There are many programs targeted at female high school students to encourage them to pursue Science, Technology, Engineering and Mathematics (STEM) careers. In March 2015, First Lady Michelle Obama launched “Let Girls Learn”, an initiative that aims to help girls have a proper education. It also aspires to remove gender barriers in fields dominated by men. The National Girls Collaborative Project seeks to effectively reach and serve underrepresented girls in STEM. It also gives access to high-quality resources for high school counselors who can encourage female students towards following a scientific career, all whilst making them aware of the current hurdles. These types of initiatives, aimed at inspiring girls towards a technical profession, are paramount in balancing the gender distribution in such fields.
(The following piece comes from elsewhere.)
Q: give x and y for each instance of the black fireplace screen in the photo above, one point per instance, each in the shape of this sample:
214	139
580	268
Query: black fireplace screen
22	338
To add more fuel to the fire, it might prove interesting to look at the consequences that arise from a lack of women in science. A drought of women in STEM means that the perspectives of half the world’s population would be absent. This has already led to many issues, notably in the area of health care. It’s currently widely acknowledged that countless women with heart diseases have been misdiagnosed in emergency rooms and sent home, possibly to die from heart attacks. This was because it was incorrectly assumed that women exhibit the same symptoms as men for cardiovascular diseases. The male-dominated cardiology field deemed sex an unimportant variable in the medical research of heart diseases. The National Institute of Health corrected this procedural bias in May 2014 by announcing that the medical researchers it funds will have to always consider sex as a variable in the experiment design and analysis.
The engineering world is anything but a smooth ride for women. It remains a competitive male-dominated industry. Hopefully the gender distribution will start evening-out in the coming decade as more women decide to fly through the glass ceiling and put men to the test.